Logo Sportoutdoor24 Sportoutdoor24 6 giorni fa Redazione

Correre con o senza la musica è una scelta del tutto personale: c’è chi ama isolarsi con le sue playlist, chi mette la musica in cuffia per darsi la carica e chi invece preferisce sentire il rumore della propria fatica o, per questioni di sicurezza da non sottovalutare mai, anche quelli ambientali, e pensa che è meglio correre senza musica. In fatto di auricolari la tribù di chi corre con la musica si divide sostanzialmente in due fazioni: quelli che vogliono sempre e solo gli auricolari con il cavo e lo spinotto da infilare nello smartphone e quelli che sono passati alle cuffie bluetooth per correre e non le lascerebbero per nessuna ragione al mondo. Ma quali sono i vantaggi e gli eventuali problemi degli auricolari wireless per il running? Vediamoli nel dettaglio.

Cuffie bluetooth e auricolari wireless per correre: le differenze

Intanto, come prima cosa, bisogna capire la differenza tra una cuffia bluetooth e una wireless. Gli auricolari Bluetooth funzionano grazie all’omonima tecnologia che ormai si trova in numerosi dispositivi e in tutti gli smartphone e che ha il vantaggio di trasmettere il suono, che sia musica o telefonata, in modo stabile e senza interferenze; le cuffie wireless sono invece quelle che funzionano grazie ai raggi infrarossi o alle radiofrequenze e che sono più indicate per altri usi, come quello domestico, potendo assicurare sicuramente un maggior raggio d’azione. Quindi se si cercano degli auricolari o cuffie senza fili per correre bisogna orientarsi sul modello Bluetooth.

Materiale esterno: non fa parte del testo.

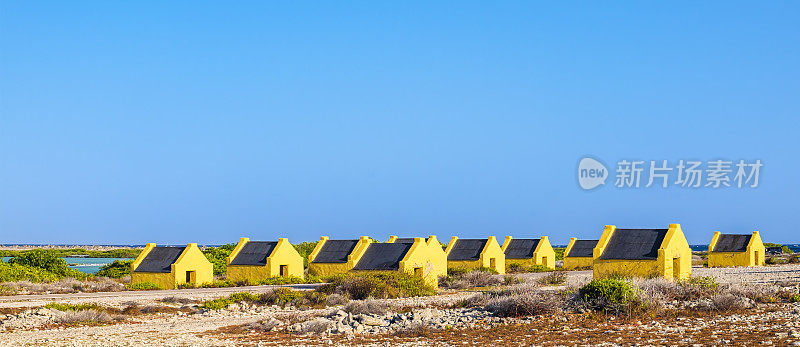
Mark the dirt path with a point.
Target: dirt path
(756, 275)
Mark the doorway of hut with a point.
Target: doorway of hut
(191, 277)
(676, 267)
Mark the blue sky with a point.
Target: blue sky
(206, 121)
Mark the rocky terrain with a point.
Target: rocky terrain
(452, 317)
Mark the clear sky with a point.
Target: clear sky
(176, 122)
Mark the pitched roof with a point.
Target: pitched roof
(383, 256)
(467, 249)
(582, 248)
(160, 259)
(732, 243)
(521, 248)
(335, 251)
(404, 240)
(254, 253)
(634, 244)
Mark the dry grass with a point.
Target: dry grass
(368, 306)
(472, 279)
(523, 300)
(336, 299)
(86, 317)
(178, 300)
(553, 278)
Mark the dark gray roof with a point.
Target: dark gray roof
(404, 240)
(335, 251)
(582, 248)
(383, 256)
(467, 249)
(521, 248)
(634, 244)
(160, 259)
(254, 253)
(732, 243)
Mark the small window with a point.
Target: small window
(191, 277)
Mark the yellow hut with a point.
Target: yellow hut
(578, 254)
(169, 267)
(643, 253)
(408, 257)
(331, 257)
(435, 249)
(476, 253)
(529, 252)
(255, 261)
(736, 250)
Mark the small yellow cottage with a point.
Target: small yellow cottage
(736, 250)
(168, 267)
(578, 254)
(438, 256)
(643, 253)
(255, 261)
(529, 252)
(332, 257)
(476, 253)
(411, 258)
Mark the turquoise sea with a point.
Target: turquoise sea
(86, 265)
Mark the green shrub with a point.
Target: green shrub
(705, 282)
(218, 256)
(17, 272)
(554, 278)
(72, 307)
(519, 268)
(279, 296)
(282, 281)
(389, 284)
(43, 259)
(610, 295)
(143, 286)
(460, 278)
(117, 269)
(5, 291)
(559, 253)
(305, 249)
(216, 304)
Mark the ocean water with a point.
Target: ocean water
(85, 265)
(794, 247)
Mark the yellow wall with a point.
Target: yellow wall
(283, 254)
(573, 263)
(753, 256)
(674, 258)
(327, 269)
(162, 280)
(491, 250)
(543, 254)
(437, 254)
(192, 259)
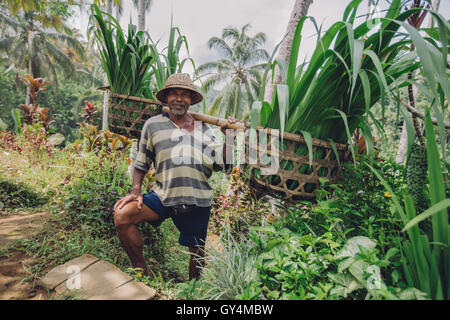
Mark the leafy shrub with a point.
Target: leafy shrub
(239, 210)
(91, 197)
(18, 195)
(230, 273)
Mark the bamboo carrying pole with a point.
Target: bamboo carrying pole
(236, 126)
(241, 126)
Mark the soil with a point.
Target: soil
(13, 274)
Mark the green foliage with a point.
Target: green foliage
(125, 60)
(167, 61)
(230, 272)
(15, 194)
(243, 61)
(91, 197)
(416, 175)
(237, 211)
(11, 98)
(350, 70)
(426, 256)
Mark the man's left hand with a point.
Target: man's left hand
(223, 127)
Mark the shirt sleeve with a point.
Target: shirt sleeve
(219, 164)
(144, 156)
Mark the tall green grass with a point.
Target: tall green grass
(126, 61)
(351, 69)
(425, 255)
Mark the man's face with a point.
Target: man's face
(179, 101)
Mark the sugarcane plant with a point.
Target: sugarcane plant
(126, 60)
(351, 69)
(425, 252)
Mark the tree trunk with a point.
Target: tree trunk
(141, 15)
(435, 7)
(300, 10)
(403, 144)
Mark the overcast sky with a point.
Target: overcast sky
(200, 20)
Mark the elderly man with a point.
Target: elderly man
(181, 189)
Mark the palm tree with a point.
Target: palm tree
(142, 6)
(240, 69)
(32, 44)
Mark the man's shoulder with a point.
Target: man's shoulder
(159, 120)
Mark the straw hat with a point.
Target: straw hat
(179, 81)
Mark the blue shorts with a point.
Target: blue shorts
(193, 225)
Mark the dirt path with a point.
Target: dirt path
(12, 263)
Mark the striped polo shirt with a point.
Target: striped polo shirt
(183, 160)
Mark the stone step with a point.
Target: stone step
(87, 277)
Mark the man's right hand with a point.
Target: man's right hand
(131, 197)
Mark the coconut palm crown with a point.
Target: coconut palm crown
(239, 70)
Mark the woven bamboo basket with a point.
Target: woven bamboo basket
(127, 114)
(295, 178)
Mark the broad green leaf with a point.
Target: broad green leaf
(352, 247)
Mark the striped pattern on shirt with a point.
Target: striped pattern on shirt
(183, 160)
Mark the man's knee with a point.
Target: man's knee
(122, 217)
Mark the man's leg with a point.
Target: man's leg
(126, 221)
(196, 263)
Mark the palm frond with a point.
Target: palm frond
(221, 46)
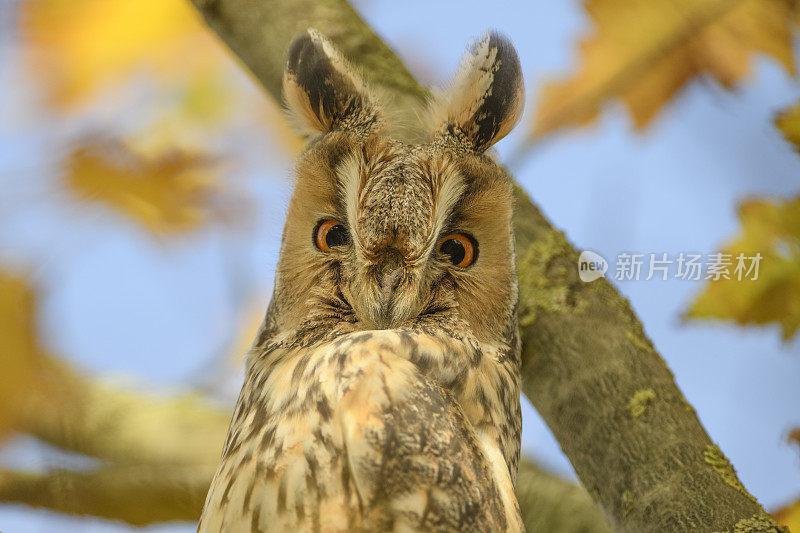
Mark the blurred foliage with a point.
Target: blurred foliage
(162, 165)
(177, 93)
(643, 51)
(18, 346)
(788, 122)
(789, 516)
(771, 228)
(169, 192)
(83, 46)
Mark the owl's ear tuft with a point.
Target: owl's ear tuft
(485, 100)
(322, 91)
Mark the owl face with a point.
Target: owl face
(381, 234)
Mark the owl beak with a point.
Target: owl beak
(389, 282)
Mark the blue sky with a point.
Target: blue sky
(672, 189)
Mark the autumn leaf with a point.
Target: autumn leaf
(166, 193)
(644, 51)
(77, 47)
(771, 228)
(19, 351)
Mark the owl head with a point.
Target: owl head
(381, 234)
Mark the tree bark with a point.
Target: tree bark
(588, 367)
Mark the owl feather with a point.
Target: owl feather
(382, 390)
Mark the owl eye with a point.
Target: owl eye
(460, 249)
(329, 234)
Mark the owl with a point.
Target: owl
(382, 390)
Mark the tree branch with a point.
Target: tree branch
(138, 494)
(77, 414)
(585, 354)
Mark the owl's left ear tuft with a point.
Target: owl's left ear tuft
(322, 91)
(486, 98)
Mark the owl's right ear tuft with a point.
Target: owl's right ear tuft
(322, 91)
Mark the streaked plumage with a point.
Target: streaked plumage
(382, 391)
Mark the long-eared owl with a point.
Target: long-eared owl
(382, 390)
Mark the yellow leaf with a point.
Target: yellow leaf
(166, 193)
(19, 351)
(644, 51)
(77, 46)
(789, 516)
(771, 228)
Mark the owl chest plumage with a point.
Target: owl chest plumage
(350, 435)
(382, 392)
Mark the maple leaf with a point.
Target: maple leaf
(644, 51)
(169, 192)
(20, 353)
(78, 47)
(771, 228)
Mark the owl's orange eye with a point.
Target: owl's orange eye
(330, 233)
(460, 249)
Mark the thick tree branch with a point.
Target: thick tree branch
(74, 413)
(137, 494)
(588, 367)
(163, 453)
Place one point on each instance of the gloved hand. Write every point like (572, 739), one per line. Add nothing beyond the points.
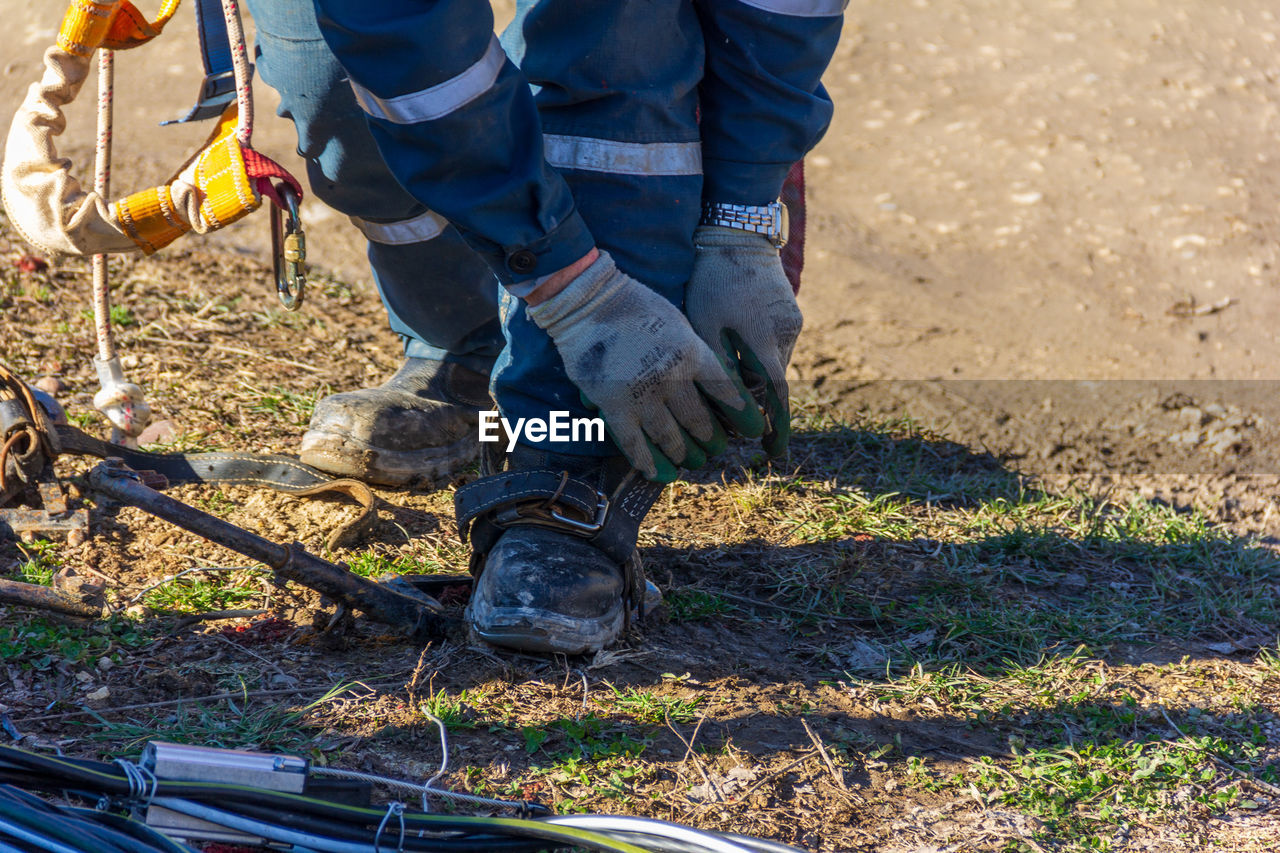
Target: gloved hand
(635, 357)
(740, 302)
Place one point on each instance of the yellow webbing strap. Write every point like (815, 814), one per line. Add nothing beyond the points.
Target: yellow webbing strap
(85, 26)
(222, 176)
(131, 27)
(218, 174)
(109, 23)
(147, 219)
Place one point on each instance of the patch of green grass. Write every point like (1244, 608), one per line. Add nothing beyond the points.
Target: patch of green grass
(1084, 793)
(289, 406)
(233, 724)
(691, 605)
(41, 644)
(119, 315)
(191, 594)
(40, 564)
(369, 564)
(645, 706)
(453, 711)
(850, 514)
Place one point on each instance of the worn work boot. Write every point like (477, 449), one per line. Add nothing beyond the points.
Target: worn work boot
(416, 429)
(553, 544)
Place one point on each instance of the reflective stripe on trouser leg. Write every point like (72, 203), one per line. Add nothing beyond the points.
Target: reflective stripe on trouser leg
(616, 89)
(440, 301)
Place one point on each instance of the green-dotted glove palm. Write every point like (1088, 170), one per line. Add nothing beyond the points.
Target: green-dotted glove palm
(636, 359)
(740, 302)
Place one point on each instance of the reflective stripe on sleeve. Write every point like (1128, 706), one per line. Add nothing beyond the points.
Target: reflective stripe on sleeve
(653, 159)
(420, 228)
(438, 100)
(800, 8)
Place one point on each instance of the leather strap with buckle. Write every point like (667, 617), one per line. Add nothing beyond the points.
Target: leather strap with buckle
(552, 498)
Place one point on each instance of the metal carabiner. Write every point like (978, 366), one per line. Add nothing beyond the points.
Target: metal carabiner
(288, 250)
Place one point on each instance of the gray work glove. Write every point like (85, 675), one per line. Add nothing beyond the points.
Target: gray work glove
(741, 304)
(634, 356)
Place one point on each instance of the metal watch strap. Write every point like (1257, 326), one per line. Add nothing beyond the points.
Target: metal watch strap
(769, 220)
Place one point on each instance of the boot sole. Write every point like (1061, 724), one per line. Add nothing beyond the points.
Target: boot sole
(430, 468)
(536, 630)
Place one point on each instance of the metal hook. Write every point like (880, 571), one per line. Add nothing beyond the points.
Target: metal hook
(288, 250)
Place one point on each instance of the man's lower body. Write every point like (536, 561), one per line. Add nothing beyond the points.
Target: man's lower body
(419, 428)
(553, 534)
(617, 94)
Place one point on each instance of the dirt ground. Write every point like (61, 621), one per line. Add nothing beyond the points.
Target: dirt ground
(1046, 229)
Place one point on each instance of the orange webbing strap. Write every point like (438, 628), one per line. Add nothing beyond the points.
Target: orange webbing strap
(109, 23)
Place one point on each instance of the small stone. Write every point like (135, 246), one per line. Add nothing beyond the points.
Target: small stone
(160, 432)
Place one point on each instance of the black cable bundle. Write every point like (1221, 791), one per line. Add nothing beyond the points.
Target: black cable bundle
(31, 825)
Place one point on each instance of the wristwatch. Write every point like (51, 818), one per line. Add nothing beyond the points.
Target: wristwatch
(768, 219)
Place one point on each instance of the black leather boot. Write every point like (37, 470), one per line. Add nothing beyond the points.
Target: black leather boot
(553, 547)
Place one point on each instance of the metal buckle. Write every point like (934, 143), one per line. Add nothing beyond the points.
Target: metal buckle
(602, 511)
(782, 224)
(288, 250)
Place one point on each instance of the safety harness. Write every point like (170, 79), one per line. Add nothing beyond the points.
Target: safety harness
(223, 182)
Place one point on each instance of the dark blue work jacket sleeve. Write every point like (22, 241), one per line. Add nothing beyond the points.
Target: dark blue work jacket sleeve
(763, 105)
(456, 123)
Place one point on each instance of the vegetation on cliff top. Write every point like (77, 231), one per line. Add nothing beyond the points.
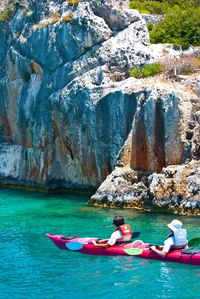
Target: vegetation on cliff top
(180, 25)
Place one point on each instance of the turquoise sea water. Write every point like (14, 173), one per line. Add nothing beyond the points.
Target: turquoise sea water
(31, 266)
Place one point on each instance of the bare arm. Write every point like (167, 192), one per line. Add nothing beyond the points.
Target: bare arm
(104, 245)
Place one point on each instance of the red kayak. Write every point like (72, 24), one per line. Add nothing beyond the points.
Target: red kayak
(85, 245)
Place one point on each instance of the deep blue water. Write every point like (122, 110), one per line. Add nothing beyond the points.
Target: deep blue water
(33, 267)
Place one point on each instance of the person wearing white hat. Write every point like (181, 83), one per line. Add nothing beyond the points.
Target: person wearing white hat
(176, 239)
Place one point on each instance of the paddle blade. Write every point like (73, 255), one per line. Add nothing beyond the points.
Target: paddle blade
(133, 251)
(74, 245)
(195, 242)
(135, 234)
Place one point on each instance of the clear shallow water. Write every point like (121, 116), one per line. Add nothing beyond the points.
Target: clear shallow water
(32, 267)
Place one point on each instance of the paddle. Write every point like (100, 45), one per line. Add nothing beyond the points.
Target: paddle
(135, 234)
(133, 251)
(195, 242)
(74, 245)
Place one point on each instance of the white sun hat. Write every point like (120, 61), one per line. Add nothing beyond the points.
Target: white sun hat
(174, 225)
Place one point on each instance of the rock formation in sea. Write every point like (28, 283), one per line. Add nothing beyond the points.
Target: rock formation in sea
(71, 118)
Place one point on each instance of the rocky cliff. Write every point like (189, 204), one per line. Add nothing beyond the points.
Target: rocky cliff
(70, 117)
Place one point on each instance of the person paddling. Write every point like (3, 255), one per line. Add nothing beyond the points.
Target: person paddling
(175, 240)
(122, 233)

Auricolari Bluetooth da running: i vantaggi

Gli auricolari Bluetooth da running hanno indubbiamente dei vantaggi. Il primo è che non ti devi preoccupare del cavo: non lo devi srotolare perché si è attorcigliato, non lo devi far passare sotto la t-shirt per non averlo penzoloni che sbatte sul corpo e le braccia, non lo devi fissare con il gancino al colletto della t-shirt o della giacca da running. Il secondo è che, proprio perché non c’è il cavo, sono sostanzialmente più leggeri e non c’è il rischio che possano far male alle orecchie negli allenamenti più lunghi.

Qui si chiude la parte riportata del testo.